Carchini’s et al. ⁸⁰ diagram summarizing the main contributions of geometric and electronic terms in wetting of oxide surfaces including experimental values with the contact angle as a function of the surface metal–metal distance, d_M-M in Å. Reprinted with permission from Carchini et al. Copyright © 2016 American Chemical Society.

Zemła et al. ¹⁰⁰ employed DFT with the Hubbard U parameter correction (DFT+U) method with PBE functional to analyze the wettability of the Al₂O₃ surface doped with Eu, Nd, and Ce. The results show that Eu-, Nd-, and Ce-doped surfaces are hydrophobic, and higher values of contact angle can be correlated with roughness of surface structure and relatively long bond length between RE metal atoms and the oxygen forming a bridge with the ice-like water bilayer. Several studies have investigated the wettability of different surfaces; however, most of them examined the ideal surfaces, as displayed with sulfides. Therefore, computational DFT studies should also focus more on nonideal surfaces, which exhibit different hydrophilic/hydrophobic character.

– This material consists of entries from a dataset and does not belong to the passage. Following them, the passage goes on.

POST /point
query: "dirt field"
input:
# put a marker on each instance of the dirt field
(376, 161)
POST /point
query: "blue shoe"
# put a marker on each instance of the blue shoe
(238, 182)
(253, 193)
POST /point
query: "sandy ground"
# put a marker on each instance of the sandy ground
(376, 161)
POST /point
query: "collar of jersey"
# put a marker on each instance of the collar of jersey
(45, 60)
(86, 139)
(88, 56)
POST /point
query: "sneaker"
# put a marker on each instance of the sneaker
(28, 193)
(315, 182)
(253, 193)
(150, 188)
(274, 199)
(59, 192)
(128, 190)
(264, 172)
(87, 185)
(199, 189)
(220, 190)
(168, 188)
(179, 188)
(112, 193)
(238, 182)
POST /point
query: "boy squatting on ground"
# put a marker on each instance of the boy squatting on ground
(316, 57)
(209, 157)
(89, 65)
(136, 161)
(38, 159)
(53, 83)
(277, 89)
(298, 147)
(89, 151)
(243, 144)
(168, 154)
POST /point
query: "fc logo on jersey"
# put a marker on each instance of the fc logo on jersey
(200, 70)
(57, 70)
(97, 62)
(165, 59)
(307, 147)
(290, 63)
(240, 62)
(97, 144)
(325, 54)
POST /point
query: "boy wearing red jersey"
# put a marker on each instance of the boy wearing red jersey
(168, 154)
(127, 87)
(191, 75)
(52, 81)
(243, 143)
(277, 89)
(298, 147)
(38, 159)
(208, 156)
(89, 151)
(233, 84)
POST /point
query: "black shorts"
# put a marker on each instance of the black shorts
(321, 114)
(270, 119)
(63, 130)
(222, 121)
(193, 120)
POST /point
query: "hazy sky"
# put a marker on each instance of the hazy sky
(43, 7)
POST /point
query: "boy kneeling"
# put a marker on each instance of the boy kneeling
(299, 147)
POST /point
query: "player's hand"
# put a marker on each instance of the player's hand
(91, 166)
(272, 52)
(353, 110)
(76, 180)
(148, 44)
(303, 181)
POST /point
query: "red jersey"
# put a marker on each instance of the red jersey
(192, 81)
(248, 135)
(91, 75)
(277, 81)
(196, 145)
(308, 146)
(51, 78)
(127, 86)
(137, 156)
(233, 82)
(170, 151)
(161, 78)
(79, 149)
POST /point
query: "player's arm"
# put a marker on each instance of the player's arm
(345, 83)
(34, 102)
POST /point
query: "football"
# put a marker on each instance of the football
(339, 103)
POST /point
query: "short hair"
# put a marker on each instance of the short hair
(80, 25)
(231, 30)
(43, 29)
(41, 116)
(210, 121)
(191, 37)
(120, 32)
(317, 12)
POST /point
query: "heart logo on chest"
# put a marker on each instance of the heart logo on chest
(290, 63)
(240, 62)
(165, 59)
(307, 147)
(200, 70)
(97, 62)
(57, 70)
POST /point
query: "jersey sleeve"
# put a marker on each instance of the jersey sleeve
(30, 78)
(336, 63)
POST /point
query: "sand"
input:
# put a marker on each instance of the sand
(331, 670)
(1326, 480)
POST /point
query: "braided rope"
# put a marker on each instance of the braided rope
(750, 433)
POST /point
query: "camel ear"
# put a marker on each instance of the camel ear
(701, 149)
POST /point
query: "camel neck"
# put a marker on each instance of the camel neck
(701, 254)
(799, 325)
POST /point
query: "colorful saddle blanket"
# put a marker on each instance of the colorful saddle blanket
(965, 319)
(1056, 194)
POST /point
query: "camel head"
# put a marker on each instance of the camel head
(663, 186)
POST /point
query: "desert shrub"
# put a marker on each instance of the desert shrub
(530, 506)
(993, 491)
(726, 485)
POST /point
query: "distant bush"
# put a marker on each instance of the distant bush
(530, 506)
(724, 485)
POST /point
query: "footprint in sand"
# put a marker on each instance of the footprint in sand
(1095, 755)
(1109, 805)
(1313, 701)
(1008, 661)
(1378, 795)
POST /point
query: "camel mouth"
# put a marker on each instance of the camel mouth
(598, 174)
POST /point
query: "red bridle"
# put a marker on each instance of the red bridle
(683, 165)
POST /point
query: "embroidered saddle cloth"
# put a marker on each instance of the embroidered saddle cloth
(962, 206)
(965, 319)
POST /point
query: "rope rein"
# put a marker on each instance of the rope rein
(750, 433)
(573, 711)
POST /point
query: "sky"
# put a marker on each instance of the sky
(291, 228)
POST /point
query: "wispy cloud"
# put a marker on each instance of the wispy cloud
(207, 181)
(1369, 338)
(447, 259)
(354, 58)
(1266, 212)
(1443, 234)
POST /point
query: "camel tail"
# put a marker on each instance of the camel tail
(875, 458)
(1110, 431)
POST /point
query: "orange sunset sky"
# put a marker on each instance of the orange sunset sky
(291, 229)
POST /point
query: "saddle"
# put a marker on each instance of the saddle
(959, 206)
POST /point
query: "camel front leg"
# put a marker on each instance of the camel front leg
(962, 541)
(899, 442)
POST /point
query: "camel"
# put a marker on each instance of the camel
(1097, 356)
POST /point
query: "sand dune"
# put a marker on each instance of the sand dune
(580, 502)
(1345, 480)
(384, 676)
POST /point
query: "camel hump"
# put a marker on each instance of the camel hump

Molecular dynamics simulations

The system size and timescale are quite limited when applying DFT, as only a few hundred atoms and picoseconds of measurement are affordable with regard to computational cost, thereby hampering the ability to obtain a full understanding of the liquid structure and dynamics. ¹⁰¹ On the other hand, classical (MD) simulations have been a powerful tool to examine liquid structures and dynamics. MD feature the numerical solution of the classic equations of physical motion (Newton’s equations) of atoms and molecules^102,103 and are used for predicting of the surface tensions of liquids and solid surfaces and contact angles of liquid nanodroplets since these terms cannot be easily measured experimentally. ¹⁰⁴

Conclusions

Hydrophobicity at nanostructured surfaces is an important behavior of materials that plays a crucial role in many different fields of chemistry including material, colloidal science or simply in everyday life. Understanding of the process and development of novel materials with interesting hydrophobic or hydrophilic properties is essential for material applications in different industrial or commercial areas. Therefore, this review presented a current perception and utilization of hydrophobicity at nanostructured surfaces and development of novel materials with emphasis placed on this effect. Computational research is a rapidly expanding field in which attention is also directed toward hydrophobicity, mainly of materials where contact angle obstructs are measured, for example, when material is porous. It has shown that DFT studies of hydrophobicity mainly describe TiO₂ and MS₂ metal surfaces doped with various metals due to their different applications. Hydrophobicity DFT studies of rare-earth metal oxide surfaces are also increasing since REOs offer multiple novel applications. However, the results of these studies are obtained mostly on ideal surfaces and therefore may not present the realistic view which we think should be emphasized more in future DFT studies of hydrophobicity. Hydrophobicity at the nanostructured surface is an important scientific and technological field of research. It is an interdisciplinary subject involving chemistry, physics, and material sciences. Young, Wenzel, and Cassie–Baxter theories are used to describe wetting phenomena fundamentally. Here, we have attempted to identify phenomena associated with wetting firstly. We have emphasized that chemical composition, geometry, surface roughness, and anisotropy in surface structuring play an important role in the evaluation of hydrophobicity. Modification of surface hydrophobicity involves several procedures often used together.